Tips on Repainting Doors and Cleaning Hardware
Updated: Jan 15, 2020
Do you enjoy freshly painted, sparkling clean doors? Do you love to open a crisp, white door without any fingerprints or marks? Here at home, touching up and repainting doors seems to be a never ending project with 3 dogs and constant foot traffic. Between myself and my husband, Dave, I'm the painter in the house. He tells me I have the steadier hands!
Now that Christmas is over, it's time to work on several projects that have lingered at Hembree House and painting this door is one of them. This is the Before photo of the porch door that had been painted on the interior side only and the other side is just primed. So I decided to start here and share my tips on how I paint doors and clean hardware.
You can see this door had been hastily painted by the previous homeowner.
The door needed some serious cleaning before I taped off the glass and bottom weatherstrip. I recommend cleaning your doors with gentle soap and water before painting. Look at the dirt and dust from just a couple of wipe downs. I definately didn't want fresh paint on top of that grime. The finish was already smooth, so no sanding was necessary. If sanding is necessary, try a 220 grit and lightly sand the entire surface and wipe down once again.
To get a professional looking finish painting your doors, it's important to remove the door hardware to avoid getting paint on the strike plate, rosette, and in this case, the dead bolt. You can cover hardware with masking tape, but I've found the paint always seems to bleed onto it. I prefer the cleanest look possible, so I remove everything.
In the case of the porch door, there was a lot of sloppy paint on the hardware, which to be honest, makes me crazy. To remove it, I put the entire disassembled piece, both sides, in a plastic container, filled it with hot water from my Keurig machine's hottest setting, and let them sit and soak in the water to loosen the dried paint.
In this video you can see how easily it scrapes off after soaking for several hours, while I prepped, painted and let the paint dry on the door before they were put back on.

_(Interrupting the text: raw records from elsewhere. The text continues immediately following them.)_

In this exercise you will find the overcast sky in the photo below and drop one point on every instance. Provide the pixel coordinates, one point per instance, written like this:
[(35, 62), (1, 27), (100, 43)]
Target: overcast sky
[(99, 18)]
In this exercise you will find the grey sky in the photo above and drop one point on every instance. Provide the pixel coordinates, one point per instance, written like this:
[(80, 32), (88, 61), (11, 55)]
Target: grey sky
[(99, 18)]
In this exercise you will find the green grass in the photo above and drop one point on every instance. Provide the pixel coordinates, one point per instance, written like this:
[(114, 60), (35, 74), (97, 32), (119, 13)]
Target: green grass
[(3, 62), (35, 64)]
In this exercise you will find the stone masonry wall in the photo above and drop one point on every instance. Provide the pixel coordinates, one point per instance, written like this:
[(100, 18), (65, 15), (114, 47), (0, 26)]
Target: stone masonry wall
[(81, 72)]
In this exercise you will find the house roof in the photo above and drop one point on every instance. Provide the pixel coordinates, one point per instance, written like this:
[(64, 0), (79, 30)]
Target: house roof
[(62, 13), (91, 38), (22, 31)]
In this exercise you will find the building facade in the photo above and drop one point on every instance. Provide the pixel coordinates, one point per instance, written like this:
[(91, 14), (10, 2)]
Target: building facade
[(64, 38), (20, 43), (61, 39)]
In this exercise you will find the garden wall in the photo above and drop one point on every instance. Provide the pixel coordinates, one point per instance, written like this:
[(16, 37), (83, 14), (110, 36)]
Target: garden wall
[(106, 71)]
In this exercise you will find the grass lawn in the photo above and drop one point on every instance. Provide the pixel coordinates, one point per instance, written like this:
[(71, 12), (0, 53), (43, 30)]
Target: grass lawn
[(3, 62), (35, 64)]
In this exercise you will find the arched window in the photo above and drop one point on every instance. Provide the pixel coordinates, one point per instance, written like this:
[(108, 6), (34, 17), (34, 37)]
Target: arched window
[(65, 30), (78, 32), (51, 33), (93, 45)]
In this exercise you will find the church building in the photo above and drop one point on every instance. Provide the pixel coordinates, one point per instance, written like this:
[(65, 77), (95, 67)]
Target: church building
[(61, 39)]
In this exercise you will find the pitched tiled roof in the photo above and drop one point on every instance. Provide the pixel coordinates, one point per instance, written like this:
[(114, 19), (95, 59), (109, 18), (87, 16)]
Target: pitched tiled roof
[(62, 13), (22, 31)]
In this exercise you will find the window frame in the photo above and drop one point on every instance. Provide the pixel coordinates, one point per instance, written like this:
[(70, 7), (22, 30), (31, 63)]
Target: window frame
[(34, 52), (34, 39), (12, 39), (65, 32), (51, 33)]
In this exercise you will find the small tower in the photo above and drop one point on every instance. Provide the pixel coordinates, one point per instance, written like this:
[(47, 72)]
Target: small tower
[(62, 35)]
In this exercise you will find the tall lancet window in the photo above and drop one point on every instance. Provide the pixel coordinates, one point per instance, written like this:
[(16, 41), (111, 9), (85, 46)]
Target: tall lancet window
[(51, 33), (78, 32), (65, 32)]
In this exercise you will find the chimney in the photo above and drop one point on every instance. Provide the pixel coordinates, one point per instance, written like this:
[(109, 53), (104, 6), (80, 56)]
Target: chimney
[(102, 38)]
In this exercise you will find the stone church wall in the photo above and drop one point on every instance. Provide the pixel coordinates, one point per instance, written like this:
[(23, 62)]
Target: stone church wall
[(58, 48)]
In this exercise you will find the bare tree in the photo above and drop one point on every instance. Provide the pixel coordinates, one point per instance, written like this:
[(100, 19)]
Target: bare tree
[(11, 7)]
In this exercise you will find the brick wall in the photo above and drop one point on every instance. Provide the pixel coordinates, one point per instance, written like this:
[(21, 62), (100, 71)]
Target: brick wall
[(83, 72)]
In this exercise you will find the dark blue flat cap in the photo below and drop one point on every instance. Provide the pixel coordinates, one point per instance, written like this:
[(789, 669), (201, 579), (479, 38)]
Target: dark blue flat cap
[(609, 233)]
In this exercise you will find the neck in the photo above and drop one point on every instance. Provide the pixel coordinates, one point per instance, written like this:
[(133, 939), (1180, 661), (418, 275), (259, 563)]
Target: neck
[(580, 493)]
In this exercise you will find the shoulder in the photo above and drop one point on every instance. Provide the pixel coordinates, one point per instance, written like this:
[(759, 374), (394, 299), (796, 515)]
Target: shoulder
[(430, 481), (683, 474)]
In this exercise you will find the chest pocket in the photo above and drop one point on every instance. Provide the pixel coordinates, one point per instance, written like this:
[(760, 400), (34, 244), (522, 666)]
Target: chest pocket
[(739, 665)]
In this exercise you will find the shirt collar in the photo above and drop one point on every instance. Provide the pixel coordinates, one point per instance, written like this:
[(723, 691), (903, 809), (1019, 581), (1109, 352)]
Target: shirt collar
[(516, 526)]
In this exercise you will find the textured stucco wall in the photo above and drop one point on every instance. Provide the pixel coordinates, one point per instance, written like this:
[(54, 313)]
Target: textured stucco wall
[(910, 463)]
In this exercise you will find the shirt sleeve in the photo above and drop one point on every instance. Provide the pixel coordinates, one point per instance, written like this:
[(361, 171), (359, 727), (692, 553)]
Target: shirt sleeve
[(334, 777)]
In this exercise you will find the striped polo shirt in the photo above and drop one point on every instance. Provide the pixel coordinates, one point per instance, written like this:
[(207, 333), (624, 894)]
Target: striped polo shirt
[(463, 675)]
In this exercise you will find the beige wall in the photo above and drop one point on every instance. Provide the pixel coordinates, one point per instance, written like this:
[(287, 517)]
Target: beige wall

Quality door hardware, pulls, and nice, clean hinges that are paint free are my weakness. When I tour showcase homes, you'll find me touching the door knobs, turning them, hearing the soft click as they settle into the strike plate. The heavier the hardware, the better!
The hinges were replaced as well, with matching Emtek Hinges (model 91033US7). The difference is so dramatic! Since we have a rather small cottage-sized home, it was easier to invest in quality hardware with the limited amount of door knobs needing to be replaced. All totaled we spent under $1,000 on the upgraded hardware and hinges. It was worth every penny. Seeing these crystal knobs lined up down the hallway like the staff at Downton Abbey makes me smile.
Back to the porch door. One coat of paint was not enough. I let the initial coat dry for 2 hours, watched several episodes of Comedians in Cars Getting Coffee on Netflix (great show), and went about applying the second coat of paint.
You can see I've used towels under the door and over the chair to catch drips. I nearly got paint on the chair, but lucked out! Whew. The tape I used on the glass and weatherstripping is Frog Tape for Delicate Surfaces. Normally that is used to tape over wallpaper and freshly applied paint, but it's all I had available and it's a fantastic product regardless for clean lines.
If you're curious about what trim paint I'm using, I use the same color and finish thoughout the house, whether it's on the doors, baseboards, bookcases, or wainscoting: Sherwin Williams ProClassic SW 7006 in semi-gloss finish. It's very durable and holds up well.
Here is the finished door with two coats of trim paint and the brass hardware replaced. So pretty and clean against the brick. This particular door does not have the crystal knob since it is a keyed entry. But I'm definately much happier walking into the house with a finished project
off my To-Do list!
I hope this has inspired you to tackle a lingering project in your home. I'd love to hear about what you're working on!